MathBERT-custom Open-source Model - Focusing on Mathematical Language Understanding, Free Support for English Mathematical Text Processing

Home

Mathbert Custom

Developed by tbs17

BERT model pre-trained on English mathematical texts, specializing in mathematical language understanding tasks

Large Language Model

Transformers

#Mathematical Language Understanding #Education-Specific #Bidirectional Context Modeling

Downloads 214

Release Time : 3/2/2022

Model Overview

Transformer model pre-trained via self-supervised learning on a large mathematical corpus, supporting masked language modeling and next sentence prediction tasks, specifically optimized for mathematical text processing

Model Features

Mathematical Domain Optimization

Specially trained on mathematical texts, covering mathematical language from preschool to graduate level

Custom Vocabulary

Uses a custom vocabulary of 30,522 words optimized for mathematical terminology processing

Bidirectional Context Understanding

Achieves bidirectional sentence representation learning through MLM objectives

Case Insensitivity

Uniformly processes case variants to enhance model robustness

Model Capabilities

Mathematical Text Feature Extraction

Mathematical Problem Understanding

Mathematical Terminology Prediction

Mathematical Sentence Relation Judgment

Use Cases

Educational Technology

Math Problem Solving System

Serves as the feature extraction module for math Q&A systems

Outperforms general models in mathematical text completion tasks

Math Textbook Analysis

Analyzes the content structure of math textbooks

Academic Research

Math Paper Processing

Processes arXiv math paper abstracts

🚀 MathBERT model (custom vocab)

A pretrained model on pre - k to graduate math language (English) using masked language modeling (MLM) objective.

🚀 Quick Start

The MathBERT model is pretrained on a vast English math corpus in a self - supervised way.
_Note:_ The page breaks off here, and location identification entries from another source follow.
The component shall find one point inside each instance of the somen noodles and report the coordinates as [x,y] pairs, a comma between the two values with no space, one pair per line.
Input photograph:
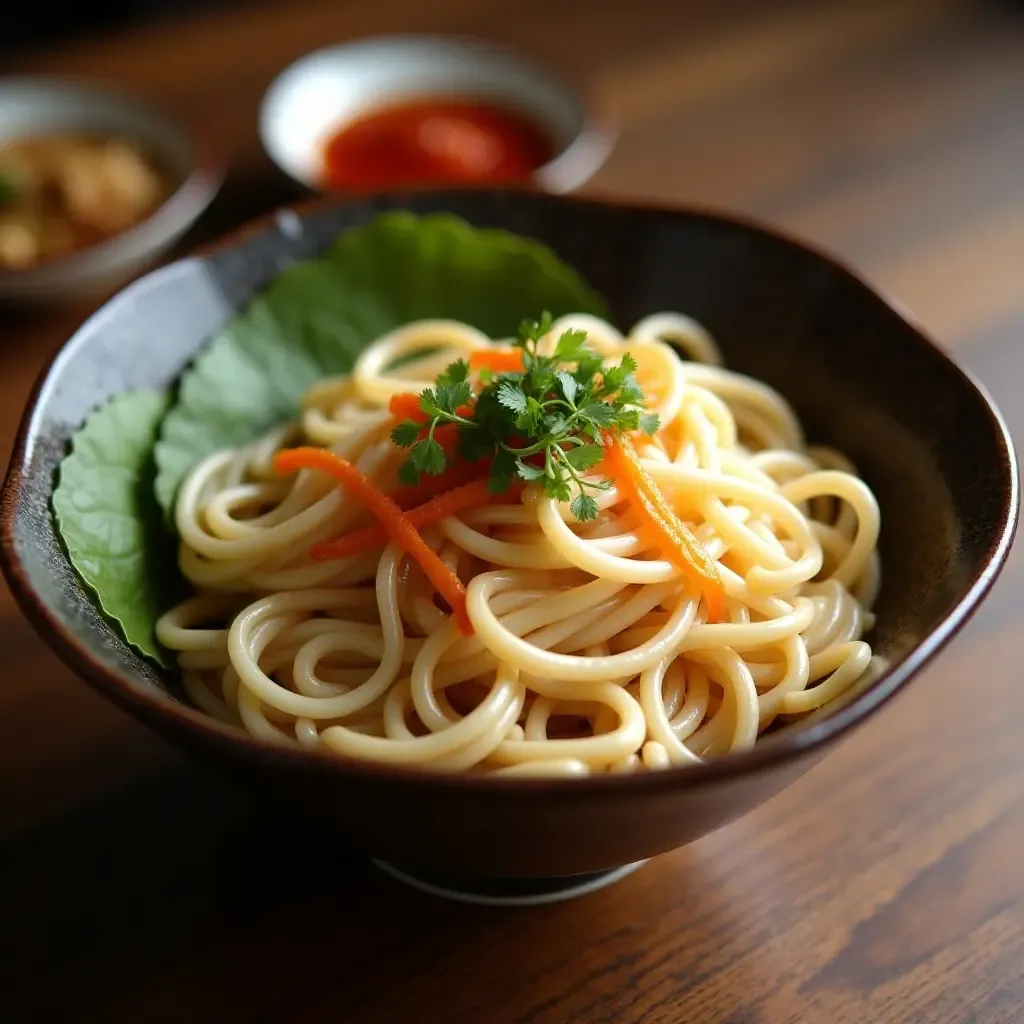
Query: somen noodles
[591,646]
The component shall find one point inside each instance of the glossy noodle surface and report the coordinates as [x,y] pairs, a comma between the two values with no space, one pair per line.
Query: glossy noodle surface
[591,652]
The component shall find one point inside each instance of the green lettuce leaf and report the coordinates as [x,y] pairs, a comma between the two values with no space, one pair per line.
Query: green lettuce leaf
[317,315]
[109,518]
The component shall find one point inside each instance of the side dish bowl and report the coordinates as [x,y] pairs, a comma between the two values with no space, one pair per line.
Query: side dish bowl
[925,435]
[330,87]
[43,107]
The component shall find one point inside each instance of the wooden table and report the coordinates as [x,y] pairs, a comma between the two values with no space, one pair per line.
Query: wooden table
[887,885]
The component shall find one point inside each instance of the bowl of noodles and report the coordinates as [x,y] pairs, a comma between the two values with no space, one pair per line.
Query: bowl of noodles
[522,538]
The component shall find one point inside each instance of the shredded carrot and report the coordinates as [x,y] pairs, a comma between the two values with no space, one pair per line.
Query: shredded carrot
[359,486]
[407,407]
[499,360]
[663,525]
[469,496]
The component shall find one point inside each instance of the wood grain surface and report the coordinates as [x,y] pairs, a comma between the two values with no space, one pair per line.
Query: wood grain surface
[888,885]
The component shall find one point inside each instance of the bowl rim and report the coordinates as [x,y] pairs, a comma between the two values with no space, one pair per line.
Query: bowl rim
[174,215]
[590,146]
[193,725]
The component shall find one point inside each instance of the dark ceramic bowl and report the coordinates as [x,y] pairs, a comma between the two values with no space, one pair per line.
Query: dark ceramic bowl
[925,435]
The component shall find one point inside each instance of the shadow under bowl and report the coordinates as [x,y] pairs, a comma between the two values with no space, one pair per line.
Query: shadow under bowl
[925,436]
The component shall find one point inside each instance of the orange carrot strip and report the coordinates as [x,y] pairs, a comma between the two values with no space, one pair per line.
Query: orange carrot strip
[359,486]
[660,523]
[469,496]
[499,360]
[407,407]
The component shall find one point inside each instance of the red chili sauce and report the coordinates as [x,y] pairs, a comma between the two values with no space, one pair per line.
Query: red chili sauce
[434,141]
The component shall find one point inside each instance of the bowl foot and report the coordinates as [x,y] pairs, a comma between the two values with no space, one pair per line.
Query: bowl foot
[506,892]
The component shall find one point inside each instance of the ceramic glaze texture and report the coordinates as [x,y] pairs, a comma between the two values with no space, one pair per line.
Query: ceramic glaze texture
[860,376]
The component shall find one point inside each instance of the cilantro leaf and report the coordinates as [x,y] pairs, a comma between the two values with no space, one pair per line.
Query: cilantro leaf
[407,433]
[584,458]
[568,384]
[584,507]
[571,346]
[527,472]
[451,396]
[428,457]
[511,395]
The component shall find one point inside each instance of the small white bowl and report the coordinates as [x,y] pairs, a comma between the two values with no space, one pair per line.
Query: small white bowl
[37,107]
[315,95]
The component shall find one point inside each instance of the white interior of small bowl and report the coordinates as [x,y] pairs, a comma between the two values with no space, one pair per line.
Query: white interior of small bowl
[318,93]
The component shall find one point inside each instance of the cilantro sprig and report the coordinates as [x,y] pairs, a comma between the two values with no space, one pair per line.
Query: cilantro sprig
[544,425]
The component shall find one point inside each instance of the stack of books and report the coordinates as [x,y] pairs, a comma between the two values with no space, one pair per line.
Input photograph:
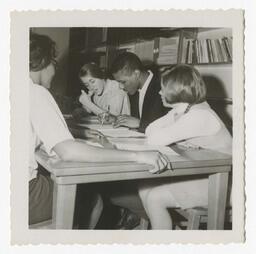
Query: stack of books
[207,50]
[168,50]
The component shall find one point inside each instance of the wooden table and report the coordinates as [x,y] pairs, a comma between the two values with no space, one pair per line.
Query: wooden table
[66,176]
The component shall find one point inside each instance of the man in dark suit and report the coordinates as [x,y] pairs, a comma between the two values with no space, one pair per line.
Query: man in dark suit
[143,88]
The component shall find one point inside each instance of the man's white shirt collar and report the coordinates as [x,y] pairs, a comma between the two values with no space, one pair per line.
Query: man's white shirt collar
[143,91]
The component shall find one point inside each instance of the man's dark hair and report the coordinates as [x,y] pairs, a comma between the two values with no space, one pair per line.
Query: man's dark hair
[92,70]
[127,62]
[42,51]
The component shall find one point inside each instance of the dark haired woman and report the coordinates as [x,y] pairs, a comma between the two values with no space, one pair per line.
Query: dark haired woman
[42,61]
[192,123]
[104,94]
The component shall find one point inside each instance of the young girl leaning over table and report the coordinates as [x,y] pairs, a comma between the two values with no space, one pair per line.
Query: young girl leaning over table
[104,95]
[191,123]
[48,131]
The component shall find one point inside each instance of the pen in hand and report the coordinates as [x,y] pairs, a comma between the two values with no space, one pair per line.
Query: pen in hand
[104,115]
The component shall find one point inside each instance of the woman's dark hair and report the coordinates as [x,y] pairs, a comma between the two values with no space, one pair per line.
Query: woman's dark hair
[92,70]
[184,83]
[42,51]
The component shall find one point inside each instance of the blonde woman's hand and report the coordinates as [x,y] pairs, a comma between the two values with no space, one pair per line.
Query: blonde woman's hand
[128,121]
[155,158]
[85,98]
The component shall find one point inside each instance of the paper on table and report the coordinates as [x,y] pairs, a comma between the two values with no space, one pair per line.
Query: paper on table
[141,145]
[100,127]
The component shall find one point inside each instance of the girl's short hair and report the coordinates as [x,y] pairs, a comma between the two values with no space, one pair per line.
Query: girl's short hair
[42,51]
[184,83]
[92,70]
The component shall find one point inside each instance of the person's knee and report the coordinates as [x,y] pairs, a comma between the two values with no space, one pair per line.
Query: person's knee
[157,198]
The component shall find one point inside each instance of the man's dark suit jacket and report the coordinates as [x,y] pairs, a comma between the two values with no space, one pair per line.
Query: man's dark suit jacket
[152,107]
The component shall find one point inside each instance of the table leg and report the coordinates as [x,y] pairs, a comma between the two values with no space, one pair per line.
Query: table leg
[63,205]
[217,196]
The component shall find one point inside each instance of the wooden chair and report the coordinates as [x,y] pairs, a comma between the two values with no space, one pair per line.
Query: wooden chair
[197,215]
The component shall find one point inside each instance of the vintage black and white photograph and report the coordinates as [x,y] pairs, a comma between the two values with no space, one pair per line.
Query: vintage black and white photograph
[130,128]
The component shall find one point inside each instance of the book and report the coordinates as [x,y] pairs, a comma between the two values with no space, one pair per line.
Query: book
[140,144]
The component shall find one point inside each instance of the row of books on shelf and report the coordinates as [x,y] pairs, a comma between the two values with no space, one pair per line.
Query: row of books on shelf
[165,51]
[207,50]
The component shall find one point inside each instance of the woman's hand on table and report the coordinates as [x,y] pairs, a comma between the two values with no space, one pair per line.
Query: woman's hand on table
[128,121]
[106,117]
[155,158]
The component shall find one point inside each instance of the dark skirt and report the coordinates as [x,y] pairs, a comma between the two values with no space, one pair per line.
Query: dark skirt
[40,198]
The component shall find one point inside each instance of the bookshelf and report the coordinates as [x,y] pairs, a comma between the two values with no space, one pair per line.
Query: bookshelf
[208,49]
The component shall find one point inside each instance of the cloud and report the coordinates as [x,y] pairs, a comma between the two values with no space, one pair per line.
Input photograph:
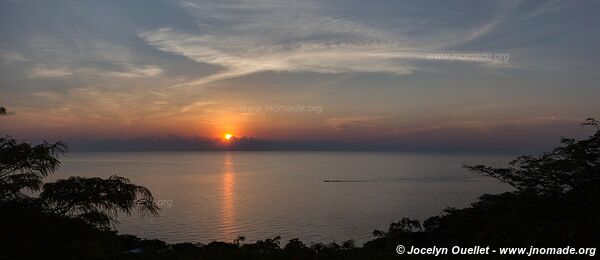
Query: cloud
[44,71]
[354,123]
[247,38]
[11,57]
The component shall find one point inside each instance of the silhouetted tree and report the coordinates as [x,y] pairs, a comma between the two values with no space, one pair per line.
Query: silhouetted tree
[575,165]
[23,166]
[97,201]
[94,200]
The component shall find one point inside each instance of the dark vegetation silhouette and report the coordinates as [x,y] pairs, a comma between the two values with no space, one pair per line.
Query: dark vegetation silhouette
[556,203]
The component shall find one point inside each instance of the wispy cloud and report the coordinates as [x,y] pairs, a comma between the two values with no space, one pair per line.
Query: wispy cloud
[45,71]
[283,37]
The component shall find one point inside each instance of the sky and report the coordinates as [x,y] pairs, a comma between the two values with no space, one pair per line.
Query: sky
[406,73]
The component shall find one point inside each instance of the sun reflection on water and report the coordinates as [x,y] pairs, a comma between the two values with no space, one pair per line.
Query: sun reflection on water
[228,214]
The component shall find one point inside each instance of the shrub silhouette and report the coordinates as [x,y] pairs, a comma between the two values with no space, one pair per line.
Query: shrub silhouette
[556,203]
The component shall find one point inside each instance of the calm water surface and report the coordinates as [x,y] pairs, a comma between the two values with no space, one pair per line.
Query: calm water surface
[222,195]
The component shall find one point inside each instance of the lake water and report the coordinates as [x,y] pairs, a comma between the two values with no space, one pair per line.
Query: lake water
[210,196]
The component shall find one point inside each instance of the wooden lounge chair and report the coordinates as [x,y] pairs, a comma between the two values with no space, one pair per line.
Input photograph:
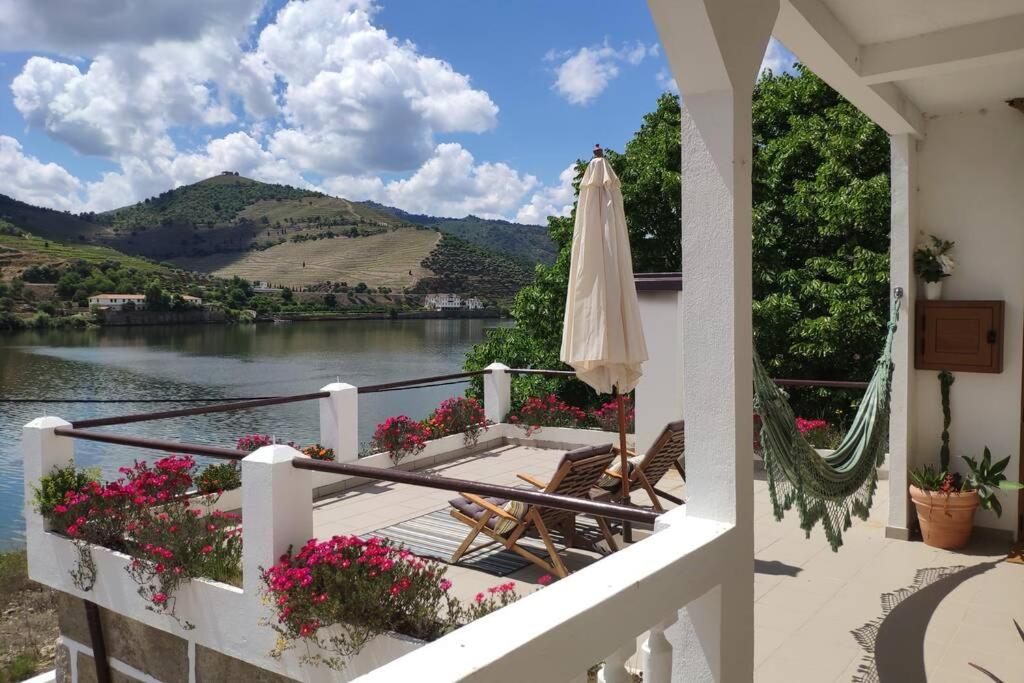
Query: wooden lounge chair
[646,470]
[505,522]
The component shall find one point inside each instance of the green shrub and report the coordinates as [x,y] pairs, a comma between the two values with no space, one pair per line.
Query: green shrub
[220,476]
[53,487]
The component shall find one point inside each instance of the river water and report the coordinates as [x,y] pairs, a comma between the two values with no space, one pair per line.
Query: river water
[196,361]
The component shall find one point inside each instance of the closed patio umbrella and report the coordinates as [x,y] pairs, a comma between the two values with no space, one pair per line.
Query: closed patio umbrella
[602,336]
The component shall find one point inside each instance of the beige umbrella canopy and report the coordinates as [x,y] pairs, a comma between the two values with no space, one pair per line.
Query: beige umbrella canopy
[602,336]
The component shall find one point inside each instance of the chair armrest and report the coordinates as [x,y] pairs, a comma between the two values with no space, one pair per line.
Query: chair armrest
[532,480]
[488,506]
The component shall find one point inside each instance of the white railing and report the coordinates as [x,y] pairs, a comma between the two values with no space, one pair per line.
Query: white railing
[594,615]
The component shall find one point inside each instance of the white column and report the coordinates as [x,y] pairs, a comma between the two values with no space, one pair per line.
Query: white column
[659,393]
[276,510]
[903,174]
[613,670]
[715,48]
[497,392]
[340,421]
[656,654]
[42,451]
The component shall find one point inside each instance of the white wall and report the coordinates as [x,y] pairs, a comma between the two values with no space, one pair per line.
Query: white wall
[972,190]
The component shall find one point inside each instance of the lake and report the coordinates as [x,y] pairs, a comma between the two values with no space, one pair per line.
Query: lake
[200,361]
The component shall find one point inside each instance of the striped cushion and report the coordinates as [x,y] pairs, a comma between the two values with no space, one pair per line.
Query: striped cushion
[609,482]
[514,508]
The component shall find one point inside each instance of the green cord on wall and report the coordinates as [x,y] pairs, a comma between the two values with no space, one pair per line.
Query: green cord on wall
[945,381]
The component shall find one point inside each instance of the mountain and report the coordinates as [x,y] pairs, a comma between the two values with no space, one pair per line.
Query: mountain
[231,225]
[529,244]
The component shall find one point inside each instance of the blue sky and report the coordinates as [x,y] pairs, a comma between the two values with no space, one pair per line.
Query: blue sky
[444,108]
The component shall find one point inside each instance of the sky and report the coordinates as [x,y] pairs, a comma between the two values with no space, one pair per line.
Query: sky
[446,108]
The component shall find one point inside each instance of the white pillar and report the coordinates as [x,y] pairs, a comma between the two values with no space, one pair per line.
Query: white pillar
[42,451]
[497,392]
[659,392]
[276,510]
[613,670]
[340,421]
[903,174]
[715,48]
[656,653]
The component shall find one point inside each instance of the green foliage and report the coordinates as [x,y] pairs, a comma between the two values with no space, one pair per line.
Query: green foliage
[460,266]
[986,476]
[945,381]
[218,476]
[820,235]
[54,486]
[214,201]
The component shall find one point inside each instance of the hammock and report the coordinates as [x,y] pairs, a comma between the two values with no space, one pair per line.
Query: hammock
[829,488]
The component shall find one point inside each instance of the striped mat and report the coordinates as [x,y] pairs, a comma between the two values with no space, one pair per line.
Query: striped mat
[437,535]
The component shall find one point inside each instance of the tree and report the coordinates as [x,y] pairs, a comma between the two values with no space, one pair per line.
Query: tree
[820,241]
[820,236]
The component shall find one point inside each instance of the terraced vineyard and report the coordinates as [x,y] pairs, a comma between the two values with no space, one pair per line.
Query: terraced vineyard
[380,259]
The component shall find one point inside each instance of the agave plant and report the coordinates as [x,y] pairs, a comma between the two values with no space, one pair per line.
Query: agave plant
[986,476]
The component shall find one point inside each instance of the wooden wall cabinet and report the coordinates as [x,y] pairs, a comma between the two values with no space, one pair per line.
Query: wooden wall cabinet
[962,336]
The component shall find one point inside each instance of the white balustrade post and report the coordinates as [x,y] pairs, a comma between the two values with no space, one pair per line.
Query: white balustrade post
[497,392]
[276,510]
[42,451]
[656,654]
[613,670]
[340,421]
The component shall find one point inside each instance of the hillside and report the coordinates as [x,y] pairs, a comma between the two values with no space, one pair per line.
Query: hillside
[45,222]
[529,244]
[390,259]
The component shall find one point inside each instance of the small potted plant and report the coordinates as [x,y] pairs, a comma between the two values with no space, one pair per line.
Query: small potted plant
[946,501]
[933,263]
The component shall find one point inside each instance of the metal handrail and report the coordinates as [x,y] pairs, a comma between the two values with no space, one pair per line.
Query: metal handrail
[579,505]
[156,444]
[404,384]
[205,410]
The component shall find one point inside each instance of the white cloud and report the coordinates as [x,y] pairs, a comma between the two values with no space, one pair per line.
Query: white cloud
[357,100]
[584,75]
[450,183]
[29,179]
[550,201]
[84,26]
[777,58]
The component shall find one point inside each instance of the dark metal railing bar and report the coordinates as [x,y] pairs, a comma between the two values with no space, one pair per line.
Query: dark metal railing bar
[546,373]
[156,444]
[421,386]
[206,410]
[568,503]
[826,384]
[374,388]
[131,400]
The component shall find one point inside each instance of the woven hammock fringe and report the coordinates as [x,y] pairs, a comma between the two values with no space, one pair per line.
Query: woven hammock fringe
[835,488]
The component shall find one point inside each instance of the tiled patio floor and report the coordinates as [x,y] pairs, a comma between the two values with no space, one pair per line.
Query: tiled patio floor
[809,600]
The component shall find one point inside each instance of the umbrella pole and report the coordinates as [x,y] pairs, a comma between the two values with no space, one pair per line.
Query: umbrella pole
[624,461]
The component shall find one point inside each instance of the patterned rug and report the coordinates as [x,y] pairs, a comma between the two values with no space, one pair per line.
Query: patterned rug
[437,535]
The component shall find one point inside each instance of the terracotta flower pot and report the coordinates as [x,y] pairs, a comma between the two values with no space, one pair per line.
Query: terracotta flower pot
[946,519]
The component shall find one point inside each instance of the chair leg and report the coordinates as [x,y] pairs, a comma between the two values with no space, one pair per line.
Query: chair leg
[556,560]
[606,532]
[477,527]
[650,492]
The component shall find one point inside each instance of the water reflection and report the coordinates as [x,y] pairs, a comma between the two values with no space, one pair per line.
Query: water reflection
[220,361]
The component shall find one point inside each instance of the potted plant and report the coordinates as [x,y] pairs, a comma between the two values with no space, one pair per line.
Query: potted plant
[933,263]
[946,501]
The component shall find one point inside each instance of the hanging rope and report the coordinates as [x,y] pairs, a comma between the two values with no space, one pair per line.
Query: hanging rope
[830,488]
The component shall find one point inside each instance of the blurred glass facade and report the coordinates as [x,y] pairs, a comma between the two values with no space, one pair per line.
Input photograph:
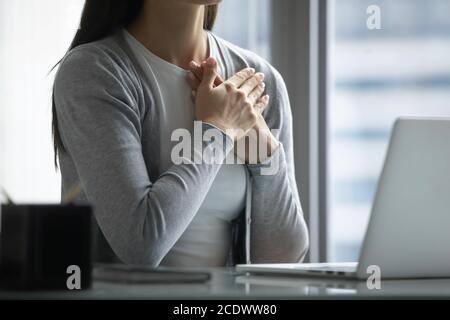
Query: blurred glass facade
[378,75]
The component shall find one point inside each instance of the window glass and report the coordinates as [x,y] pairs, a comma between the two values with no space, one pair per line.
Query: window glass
[378,75]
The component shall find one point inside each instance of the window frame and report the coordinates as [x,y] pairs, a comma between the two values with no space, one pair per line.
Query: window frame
[300,51]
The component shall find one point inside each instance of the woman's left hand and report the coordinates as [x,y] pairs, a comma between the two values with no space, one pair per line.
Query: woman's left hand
[261,128]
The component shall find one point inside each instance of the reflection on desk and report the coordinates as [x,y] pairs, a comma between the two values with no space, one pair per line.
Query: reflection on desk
[225,283]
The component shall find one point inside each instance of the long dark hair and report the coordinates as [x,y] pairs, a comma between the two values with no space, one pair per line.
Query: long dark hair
[99,19]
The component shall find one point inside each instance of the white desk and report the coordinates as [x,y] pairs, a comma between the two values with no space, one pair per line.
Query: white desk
[226,284]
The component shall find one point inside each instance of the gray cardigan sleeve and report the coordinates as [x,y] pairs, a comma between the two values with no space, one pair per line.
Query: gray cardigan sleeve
[278,229]
[100,125]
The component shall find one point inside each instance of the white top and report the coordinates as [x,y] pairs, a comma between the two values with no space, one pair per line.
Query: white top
[207,239]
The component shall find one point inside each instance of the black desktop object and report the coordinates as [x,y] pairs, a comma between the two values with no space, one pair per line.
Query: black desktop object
[45,247]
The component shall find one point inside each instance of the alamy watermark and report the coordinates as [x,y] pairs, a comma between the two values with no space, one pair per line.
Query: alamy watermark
[374,279]
[74,279]
[374,17]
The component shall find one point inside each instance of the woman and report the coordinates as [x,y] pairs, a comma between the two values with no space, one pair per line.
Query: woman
[121,92]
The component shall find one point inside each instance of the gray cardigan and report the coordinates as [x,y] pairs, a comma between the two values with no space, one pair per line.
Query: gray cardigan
[108,120]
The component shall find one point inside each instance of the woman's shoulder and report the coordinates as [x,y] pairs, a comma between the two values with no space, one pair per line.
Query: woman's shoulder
[242,58]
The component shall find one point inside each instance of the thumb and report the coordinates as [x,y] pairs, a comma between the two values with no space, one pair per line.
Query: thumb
[209,73]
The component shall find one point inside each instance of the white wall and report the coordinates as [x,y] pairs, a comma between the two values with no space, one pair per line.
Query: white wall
[34,35]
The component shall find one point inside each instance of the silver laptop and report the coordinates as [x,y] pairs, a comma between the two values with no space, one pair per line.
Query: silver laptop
[408,235]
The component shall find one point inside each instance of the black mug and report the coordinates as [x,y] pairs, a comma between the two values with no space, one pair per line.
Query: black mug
[45,247]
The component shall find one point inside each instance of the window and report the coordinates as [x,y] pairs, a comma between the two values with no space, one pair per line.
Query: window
[34,35]
[378,75]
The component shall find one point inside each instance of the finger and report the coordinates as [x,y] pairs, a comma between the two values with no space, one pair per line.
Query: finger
[239,78]
[254,96]
[250,85]
[192,81]
[262,104]
[196,69]
[209,73]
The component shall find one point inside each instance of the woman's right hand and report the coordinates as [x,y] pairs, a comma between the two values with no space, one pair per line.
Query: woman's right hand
[233,106]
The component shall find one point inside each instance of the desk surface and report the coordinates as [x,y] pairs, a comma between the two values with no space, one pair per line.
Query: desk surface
[227,284]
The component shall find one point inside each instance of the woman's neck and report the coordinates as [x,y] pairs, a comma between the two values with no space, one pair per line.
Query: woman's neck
[173,31]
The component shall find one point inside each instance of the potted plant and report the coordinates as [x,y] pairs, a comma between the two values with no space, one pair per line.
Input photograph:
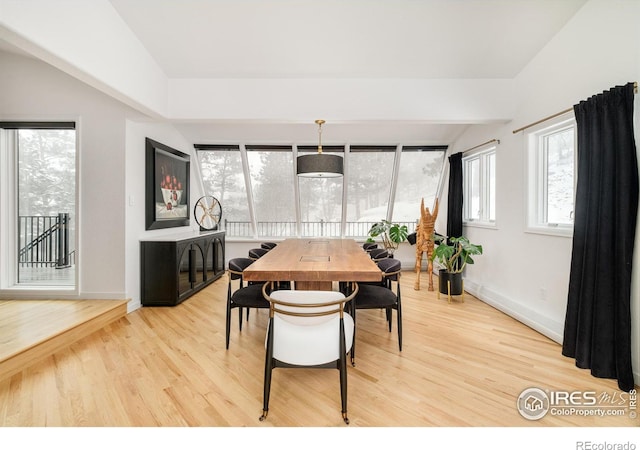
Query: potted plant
[453,254]
[392,234]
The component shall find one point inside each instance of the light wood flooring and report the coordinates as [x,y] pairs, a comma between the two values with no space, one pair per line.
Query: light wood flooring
[462,365]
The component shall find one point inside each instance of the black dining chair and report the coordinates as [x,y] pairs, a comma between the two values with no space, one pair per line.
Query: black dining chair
[368,246]
[381,296]
[243,295]
[378,254]
[257,253]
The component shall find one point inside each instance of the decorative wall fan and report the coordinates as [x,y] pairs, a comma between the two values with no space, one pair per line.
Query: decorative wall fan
[208,213]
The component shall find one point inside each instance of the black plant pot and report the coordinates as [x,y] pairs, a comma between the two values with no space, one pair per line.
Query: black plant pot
[450,283]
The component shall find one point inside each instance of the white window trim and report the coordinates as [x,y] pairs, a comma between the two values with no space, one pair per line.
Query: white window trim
[482,154]
[534,192]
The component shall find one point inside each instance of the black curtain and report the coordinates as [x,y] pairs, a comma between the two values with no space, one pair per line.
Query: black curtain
[597,329]
[454,200]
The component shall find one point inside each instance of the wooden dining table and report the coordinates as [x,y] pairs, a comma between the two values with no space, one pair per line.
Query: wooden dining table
[314,264]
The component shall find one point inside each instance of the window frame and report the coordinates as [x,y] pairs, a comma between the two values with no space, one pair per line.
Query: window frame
[349,151]
[482,155]
[9,284]
[536,210]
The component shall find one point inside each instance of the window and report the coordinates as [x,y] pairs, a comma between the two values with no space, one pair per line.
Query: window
[39,204]
[262,198]
[223,178]
[271,176]
[479,187]
[551,177]
[418,178]
[321,200]
[370,172]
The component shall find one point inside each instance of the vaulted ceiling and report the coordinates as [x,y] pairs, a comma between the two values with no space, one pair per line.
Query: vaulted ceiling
[258,68]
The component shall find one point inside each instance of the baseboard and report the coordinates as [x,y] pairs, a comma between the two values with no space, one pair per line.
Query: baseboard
[542,324]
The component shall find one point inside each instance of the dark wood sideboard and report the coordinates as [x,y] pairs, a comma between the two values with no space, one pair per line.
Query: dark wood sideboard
[175,267]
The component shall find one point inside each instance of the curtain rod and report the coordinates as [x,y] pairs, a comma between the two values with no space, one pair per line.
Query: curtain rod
[497,141]
[635,90]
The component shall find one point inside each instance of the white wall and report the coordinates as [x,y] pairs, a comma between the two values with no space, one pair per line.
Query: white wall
[32,90]
[135,194]
[598,49]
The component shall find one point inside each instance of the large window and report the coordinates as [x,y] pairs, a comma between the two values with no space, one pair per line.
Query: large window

It can be used for masked language modeling or next sentence prediction out - of - the - box, but it's mainly designed to be fine - tuned on math - related downstream tasks.

✨ Features

Self - Supervised Learning: Trained on raw math texts without human labeling, using masked language modeling (MLM) and next sentence prediction (NSP) objectives.
Bidirectional Representation: Learns a bidirectional understanding of math language, different from traditional RNNs and autoregressive models.
Feature Extraction: Can extract useful features for downstream math - related tasks.

📚 Documentation

Model Description

MathBERT is a transformers model pretrained on a large corpus of English math data in a self - supervised manner. It was pretrained with two main objectives:

Masked Language Modeling (MLM): Randomly masks 15% of the words in an input sentence and predicts the masked words. This helps the model learn a bidirectional representation of the sentence.
Next Sentence Prediction (NSP): Concatenates two masked sentences during pretraining and predicts if they were consecutive in the original text.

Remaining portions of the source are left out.